Yeah I know the benefits but I doubt that this will change anything compared to the maintenance work needed to keep it in shape. We have similar “information source” issues in our collaboration for many years and it seems that some things will never change. Whatever we tried, newcomers behave the same no matter what fancy tools you provide. However, I don’t want to be too pessimistic :wink: It feels like there should simply be a solid base of patient and polite experts who react correspondingly.

1 Like

we like automations and lazy to be redundant that’s why we like to program tasks. if questions are repeated many times, it makes sense to collate them like in a datascience way, else, we are stucked in endless manual loop :wink:

i miss the chatbot in debian which stores lots of helpful tips and solutions which can be triggered by simple keyword. anybody asking same questions and a factoid exists, you can just trigger the bot to display the factoid to the OP.

something like this: Bot search - found 196 search results for install

I am not sure if you are aware of this, but the Discourse engine has a similar feature: if you start typing up a new post here, it will suggest previous ones.

In any case, I agree with @tamasgal about diminishing returns of putting a lot of q&a in FAQs.
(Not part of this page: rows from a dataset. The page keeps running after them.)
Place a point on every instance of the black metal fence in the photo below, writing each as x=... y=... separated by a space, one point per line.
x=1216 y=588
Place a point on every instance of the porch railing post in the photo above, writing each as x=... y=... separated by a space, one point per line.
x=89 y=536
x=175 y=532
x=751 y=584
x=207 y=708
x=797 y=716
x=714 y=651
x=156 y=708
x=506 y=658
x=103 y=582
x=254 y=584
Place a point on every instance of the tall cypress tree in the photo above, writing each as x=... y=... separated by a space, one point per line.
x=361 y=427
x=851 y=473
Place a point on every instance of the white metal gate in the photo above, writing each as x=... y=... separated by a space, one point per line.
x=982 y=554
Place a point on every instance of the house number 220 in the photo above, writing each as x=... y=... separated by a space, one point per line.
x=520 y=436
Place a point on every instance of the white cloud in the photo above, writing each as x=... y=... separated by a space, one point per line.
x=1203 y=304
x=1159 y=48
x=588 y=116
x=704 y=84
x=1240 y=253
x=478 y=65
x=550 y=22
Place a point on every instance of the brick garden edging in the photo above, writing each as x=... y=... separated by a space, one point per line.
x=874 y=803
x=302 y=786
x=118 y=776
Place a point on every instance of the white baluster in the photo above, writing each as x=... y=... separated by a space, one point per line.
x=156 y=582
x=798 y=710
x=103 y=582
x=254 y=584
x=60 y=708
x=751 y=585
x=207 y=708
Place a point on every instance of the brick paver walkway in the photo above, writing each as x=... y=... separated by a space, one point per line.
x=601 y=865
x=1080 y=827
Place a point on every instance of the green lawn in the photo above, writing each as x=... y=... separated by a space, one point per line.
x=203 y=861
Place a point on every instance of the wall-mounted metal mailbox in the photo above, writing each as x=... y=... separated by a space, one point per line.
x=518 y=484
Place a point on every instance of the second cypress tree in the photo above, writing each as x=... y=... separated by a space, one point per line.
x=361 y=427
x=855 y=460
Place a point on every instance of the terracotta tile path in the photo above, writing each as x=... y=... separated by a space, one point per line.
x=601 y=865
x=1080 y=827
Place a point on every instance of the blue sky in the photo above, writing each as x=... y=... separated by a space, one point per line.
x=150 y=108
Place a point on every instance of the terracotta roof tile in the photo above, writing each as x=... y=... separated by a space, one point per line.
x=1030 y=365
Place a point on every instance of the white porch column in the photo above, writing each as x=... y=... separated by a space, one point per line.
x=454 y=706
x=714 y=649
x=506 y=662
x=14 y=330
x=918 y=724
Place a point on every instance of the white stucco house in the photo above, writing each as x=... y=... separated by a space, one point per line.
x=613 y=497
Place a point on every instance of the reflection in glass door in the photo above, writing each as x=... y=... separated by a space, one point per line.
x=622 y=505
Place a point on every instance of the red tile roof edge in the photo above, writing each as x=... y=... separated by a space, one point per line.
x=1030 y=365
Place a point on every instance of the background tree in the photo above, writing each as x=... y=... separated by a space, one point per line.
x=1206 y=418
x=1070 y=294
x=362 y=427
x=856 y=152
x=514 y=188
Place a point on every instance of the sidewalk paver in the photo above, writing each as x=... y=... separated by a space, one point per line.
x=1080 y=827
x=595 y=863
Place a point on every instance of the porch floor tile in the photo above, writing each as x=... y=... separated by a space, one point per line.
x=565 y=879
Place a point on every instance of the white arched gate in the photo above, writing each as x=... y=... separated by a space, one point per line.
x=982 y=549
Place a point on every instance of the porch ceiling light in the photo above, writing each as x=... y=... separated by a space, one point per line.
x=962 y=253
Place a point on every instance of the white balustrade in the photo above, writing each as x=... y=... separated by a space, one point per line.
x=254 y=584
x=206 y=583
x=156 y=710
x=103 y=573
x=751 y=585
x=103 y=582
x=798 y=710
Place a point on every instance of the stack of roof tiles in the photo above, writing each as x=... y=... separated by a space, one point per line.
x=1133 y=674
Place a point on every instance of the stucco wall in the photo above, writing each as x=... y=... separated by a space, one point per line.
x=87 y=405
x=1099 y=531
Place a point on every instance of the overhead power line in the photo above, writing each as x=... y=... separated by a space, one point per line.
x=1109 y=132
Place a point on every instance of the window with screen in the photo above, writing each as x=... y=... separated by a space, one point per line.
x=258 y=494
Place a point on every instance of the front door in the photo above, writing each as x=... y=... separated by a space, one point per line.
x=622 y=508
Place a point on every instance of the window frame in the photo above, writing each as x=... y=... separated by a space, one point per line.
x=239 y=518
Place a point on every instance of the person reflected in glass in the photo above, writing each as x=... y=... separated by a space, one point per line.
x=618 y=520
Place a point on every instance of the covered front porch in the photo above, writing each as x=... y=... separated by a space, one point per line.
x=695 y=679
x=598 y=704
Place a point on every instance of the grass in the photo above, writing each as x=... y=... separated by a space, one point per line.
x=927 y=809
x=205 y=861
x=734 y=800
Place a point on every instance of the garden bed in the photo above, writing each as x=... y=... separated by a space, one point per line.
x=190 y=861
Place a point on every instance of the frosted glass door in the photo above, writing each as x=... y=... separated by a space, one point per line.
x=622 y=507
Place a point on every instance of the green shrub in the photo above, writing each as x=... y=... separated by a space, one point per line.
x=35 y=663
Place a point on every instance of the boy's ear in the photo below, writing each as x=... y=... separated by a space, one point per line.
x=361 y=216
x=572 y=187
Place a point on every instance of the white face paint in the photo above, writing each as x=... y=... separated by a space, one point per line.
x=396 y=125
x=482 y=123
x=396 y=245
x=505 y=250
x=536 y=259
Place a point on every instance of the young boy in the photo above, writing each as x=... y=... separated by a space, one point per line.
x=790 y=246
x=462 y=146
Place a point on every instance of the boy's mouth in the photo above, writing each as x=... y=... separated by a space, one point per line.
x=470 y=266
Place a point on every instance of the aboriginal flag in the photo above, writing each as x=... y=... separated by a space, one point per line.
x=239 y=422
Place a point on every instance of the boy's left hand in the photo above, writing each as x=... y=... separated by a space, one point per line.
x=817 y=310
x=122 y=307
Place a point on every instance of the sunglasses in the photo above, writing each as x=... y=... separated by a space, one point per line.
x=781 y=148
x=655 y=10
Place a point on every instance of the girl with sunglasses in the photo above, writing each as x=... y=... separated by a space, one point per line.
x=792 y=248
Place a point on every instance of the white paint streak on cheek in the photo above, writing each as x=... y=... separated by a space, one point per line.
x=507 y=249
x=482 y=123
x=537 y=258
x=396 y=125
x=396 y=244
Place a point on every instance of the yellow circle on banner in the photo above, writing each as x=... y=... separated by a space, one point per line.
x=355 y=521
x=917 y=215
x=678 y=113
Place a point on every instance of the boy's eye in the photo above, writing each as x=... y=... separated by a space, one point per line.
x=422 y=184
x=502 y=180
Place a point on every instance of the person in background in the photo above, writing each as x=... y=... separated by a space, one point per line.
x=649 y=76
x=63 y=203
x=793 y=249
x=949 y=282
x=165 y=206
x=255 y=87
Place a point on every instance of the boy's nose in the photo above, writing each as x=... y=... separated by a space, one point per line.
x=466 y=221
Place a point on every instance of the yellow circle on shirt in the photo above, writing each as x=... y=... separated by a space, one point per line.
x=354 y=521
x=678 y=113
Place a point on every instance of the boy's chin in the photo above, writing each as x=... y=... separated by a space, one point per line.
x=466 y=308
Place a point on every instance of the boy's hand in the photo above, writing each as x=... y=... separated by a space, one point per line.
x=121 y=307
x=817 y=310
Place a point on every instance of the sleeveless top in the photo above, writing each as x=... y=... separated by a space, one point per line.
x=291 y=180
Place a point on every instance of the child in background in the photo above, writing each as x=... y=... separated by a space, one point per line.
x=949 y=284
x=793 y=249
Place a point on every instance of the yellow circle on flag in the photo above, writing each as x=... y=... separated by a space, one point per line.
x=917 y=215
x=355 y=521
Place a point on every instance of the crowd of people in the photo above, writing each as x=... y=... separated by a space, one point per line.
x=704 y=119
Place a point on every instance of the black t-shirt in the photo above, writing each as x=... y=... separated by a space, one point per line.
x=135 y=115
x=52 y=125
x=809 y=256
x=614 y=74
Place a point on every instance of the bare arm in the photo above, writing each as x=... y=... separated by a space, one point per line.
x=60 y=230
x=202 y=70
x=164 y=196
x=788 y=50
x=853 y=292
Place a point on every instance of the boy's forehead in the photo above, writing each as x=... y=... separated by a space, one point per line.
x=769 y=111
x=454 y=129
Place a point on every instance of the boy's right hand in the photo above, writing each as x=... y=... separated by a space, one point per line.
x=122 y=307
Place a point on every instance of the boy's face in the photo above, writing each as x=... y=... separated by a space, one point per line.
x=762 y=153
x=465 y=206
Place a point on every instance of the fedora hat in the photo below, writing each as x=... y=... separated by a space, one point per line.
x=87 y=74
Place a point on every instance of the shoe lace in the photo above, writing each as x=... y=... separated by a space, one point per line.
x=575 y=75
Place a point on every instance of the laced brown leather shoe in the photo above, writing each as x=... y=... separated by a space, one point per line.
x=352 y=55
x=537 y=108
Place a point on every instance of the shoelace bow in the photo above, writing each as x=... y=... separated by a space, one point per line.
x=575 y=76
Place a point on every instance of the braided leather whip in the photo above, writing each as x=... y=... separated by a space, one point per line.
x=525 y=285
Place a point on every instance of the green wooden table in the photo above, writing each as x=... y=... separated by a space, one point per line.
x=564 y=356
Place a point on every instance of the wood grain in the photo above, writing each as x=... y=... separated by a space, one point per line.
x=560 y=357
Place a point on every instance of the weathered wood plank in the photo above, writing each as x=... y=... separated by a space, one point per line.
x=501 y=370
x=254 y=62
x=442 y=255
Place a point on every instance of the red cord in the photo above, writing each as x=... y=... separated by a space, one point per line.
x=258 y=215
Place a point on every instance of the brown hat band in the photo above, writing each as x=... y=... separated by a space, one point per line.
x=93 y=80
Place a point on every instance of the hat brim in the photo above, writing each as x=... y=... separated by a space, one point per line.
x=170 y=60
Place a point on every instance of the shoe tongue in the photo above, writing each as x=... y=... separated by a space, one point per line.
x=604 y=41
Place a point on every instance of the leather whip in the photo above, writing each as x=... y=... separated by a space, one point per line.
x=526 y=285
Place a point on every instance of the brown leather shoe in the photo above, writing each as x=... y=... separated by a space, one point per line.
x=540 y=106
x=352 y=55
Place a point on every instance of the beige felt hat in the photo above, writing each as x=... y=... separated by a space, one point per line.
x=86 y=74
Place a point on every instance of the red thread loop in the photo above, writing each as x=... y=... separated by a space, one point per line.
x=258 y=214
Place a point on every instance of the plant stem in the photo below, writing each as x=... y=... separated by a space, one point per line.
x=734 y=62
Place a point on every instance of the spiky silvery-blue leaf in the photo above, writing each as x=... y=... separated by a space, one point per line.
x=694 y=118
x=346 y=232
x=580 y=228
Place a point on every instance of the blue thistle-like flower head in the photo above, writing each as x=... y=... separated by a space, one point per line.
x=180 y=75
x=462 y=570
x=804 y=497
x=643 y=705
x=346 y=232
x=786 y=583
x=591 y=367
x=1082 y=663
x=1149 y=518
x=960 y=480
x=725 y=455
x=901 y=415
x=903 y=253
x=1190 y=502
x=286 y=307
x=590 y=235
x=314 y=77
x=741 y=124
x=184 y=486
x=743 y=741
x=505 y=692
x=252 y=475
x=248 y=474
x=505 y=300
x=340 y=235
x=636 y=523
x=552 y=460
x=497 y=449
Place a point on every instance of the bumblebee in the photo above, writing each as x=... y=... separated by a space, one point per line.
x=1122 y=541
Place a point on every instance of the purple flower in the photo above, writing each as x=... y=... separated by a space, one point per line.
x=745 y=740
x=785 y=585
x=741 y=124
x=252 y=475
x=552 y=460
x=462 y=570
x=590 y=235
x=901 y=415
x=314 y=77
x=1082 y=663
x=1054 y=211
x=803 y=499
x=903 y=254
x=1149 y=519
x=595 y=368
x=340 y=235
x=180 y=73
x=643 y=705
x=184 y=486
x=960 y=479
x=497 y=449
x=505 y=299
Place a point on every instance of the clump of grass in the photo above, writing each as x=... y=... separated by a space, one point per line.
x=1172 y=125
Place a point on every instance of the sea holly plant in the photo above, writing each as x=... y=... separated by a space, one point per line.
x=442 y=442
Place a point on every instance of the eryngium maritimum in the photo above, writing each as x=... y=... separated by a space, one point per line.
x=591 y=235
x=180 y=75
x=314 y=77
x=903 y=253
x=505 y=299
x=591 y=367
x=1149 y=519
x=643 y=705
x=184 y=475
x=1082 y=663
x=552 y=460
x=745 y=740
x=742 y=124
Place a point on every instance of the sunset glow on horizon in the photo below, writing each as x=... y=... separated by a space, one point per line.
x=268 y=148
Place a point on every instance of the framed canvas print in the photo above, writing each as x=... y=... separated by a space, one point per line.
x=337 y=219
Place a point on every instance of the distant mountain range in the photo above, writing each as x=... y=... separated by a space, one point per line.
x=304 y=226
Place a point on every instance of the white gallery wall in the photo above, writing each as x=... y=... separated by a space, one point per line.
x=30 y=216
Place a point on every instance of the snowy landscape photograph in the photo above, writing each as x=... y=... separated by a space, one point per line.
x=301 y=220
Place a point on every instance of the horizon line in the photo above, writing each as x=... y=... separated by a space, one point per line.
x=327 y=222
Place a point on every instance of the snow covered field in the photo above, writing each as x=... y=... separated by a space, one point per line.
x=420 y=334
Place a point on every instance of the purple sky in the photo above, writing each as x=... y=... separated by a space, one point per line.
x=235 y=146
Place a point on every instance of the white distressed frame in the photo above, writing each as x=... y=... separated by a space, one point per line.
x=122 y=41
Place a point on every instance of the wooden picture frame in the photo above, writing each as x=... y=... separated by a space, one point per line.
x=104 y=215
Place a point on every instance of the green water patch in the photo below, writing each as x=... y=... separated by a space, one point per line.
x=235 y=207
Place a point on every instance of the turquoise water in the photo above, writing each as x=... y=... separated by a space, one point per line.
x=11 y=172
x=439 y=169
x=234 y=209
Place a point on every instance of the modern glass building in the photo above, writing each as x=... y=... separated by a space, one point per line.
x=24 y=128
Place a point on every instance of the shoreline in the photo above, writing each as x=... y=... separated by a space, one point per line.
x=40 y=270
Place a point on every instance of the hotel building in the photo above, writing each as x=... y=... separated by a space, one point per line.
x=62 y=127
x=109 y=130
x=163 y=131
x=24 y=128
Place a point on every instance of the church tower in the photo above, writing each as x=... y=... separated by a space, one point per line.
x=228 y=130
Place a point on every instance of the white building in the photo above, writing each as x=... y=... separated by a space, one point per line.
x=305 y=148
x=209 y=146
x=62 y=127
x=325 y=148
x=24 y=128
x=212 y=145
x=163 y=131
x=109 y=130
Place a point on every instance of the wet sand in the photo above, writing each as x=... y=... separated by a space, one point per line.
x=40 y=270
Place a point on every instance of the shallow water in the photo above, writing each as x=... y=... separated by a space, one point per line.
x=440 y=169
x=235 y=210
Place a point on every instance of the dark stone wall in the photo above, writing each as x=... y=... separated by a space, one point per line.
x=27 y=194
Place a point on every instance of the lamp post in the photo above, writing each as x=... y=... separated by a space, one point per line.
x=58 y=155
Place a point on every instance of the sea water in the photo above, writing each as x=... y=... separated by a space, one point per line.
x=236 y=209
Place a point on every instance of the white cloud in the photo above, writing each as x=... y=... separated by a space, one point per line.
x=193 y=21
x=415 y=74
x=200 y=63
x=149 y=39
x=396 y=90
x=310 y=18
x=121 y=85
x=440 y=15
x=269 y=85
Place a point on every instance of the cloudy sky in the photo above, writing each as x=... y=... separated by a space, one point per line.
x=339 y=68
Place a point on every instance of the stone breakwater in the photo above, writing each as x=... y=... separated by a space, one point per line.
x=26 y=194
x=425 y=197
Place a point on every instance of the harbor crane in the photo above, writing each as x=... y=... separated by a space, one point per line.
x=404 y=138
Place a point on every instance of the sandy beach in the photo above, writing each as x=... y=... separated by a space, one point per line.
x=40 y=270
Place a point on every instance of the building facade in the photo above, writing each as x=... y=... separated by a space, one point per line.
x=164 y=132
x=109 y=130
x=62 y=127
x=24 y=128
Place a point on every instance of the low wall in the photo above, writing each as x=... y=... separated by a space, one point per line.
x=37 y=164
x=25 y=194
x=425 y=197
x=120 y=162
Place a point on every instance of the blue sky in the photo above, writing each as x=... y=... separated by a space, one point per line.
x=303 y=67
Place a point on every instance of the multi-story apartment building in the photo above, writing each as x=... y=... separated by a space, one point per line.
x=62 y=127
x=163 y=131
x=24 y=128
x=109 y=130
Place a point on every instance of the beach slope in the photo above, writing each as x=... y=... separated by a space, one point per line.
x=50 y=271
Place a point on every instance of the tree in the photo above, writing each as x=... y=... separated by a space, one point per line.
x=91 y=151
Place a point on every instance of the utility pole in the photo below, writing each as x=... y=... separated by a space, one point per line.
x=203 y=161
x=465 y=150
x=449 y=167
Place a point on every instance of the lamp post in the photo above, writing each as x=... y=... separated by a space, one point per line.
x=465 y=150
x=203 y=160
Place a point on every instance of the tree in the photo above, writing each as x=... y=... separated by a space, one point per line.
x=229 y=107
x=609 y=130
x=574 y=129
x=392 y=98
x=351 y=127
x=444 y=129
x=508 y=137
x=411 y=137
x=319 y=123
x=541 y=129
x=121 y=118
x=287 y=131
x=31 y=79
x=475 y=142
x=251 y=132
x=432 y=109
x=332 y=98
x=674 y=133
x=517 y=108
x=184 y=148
The manual has a FAQ, but it seems to serve the same purpose as FAQs everywhere: to save typing up the same answer again and again. Contributions to it are usually welcome, as PRs.

4 Likes

also for MWE too… Writing Self-Documenting code | Week 6 | 18.S191 MIT Fall 2020 | Alan Edelman & David Sanders (6 min)

Hello, There is a package equivalent or similar to the R package: “reprex”
Get help!

Great post. It’s pinned right? It should be the first thing anybody sees. :+1:

This section/thread obviously addresses newcomers (to the online community). I am not sure if the abreviation PSA used in the name of this section/thread is familiar to them. I even suspect that if it is not recognized by newcomers, they might tend to skip reading the actual text.